The human face is a special stimulus of critical importance in survival and social interaction. One notable feature of face perception is that although the human face is a complex visual stimulus, containing a substantial amount of information, the processing of facial information seems to be rapid and automatic (Farah, 1996; Lavie, Ro, & Russell, 2003; Young et al. 1986). This automatic nature of face perception is particularly evident when people are faced with familiar faces; the identification of familiar faces can proceed in parallel with other capacity-limited processes, such as response selection and working memory consolidation (Jackson & Raymond, 2006; Jung, Ruthruff, & Gaspelin, 2013).

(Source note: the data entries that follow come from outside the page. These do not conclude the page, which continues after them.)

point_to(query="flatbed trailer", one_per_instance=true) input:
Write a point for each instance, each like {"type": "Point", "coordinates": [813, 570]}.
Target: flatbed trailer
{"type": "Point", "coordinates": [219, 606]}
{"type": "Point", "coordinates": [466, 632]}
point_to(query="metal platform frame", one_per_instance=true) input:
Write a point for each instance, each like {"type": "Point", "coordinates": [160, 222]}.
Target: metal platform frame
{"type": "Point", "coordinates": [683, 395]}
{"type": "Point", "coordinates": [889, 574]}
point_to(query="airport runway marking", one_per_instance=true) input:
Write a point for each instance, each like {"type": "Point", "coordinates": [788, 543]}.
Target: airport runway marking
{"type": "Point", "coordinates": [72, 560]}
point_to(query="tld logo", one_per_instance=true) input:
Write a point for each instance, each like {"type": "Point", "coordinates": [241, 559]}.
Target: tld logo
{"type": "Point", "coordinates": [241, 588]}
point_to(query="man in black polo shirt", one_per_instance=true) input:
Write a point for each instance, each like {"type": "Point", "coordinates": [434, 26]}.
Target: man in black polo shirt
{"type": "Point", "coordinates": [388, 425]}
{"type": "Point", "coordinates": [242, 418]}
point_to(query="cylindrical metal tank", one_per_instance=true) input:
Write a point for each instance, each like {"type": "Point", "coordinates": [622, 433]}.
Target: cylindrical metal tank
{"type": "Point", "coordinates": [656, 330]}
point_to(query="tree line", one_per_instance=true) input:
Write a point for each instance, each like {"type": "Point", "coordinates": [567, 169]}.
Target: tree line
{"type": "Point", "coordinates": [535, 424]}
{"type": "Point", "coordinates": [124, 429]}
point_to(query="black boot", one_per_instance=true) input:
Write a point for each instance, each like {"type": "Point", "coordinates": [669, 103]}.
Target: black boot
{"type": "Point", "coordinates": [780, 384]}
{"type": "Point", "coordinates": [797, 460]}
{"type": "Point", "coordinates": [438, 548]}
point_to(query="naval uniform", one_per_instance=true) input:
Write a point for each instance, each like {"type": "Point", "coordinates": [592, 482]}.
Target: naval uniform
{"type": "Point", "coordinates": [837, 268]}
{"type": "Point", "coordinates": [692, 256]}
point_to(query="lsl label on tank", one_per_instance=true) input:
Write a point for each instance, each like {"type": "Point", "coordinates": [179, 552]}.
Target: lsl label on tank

However, even though it is well established that the processing of familiar faces can be done simultaneously with other tasks that consume capacity at the central stage of information processing, it remains unclear whether the perceptual processing of a familiar face at the early stage is subject to any capacity limitation. Indeed, a previous study showed that detecting a familiar face among nonfamiliar faces might depend on a capacity-limited process (Tong & Nakayama, 1999); when participants searched for their own face among others’ nonfamiliar faces, the search reaction time increased as the number of the distractors (nonfamiliar faces) increased.

Although this set-size effect strongly suggests that detecting one’s own face is subject to a capacity limit, an alternative explanation is possible; the observed set-size effect might be due to statistical decision error even when the search process is capacity-unlimited (Huang & Pashler, 2005; Palmer, 1994). Specifically, assuming that the sensory signals of search stimuli are noisy, the probability of confusing one of the nontarget items with the target at least once should increase as the number of items in the display increases. In the presence of this statistical decision noise, search performance would suffer, especially when many items are presented in the display, even though all of those stimuli are processed with unlimited capacity. Given this, it remains unclear whether detecting familiar faces depends on a capacity-limited or -unlimited process.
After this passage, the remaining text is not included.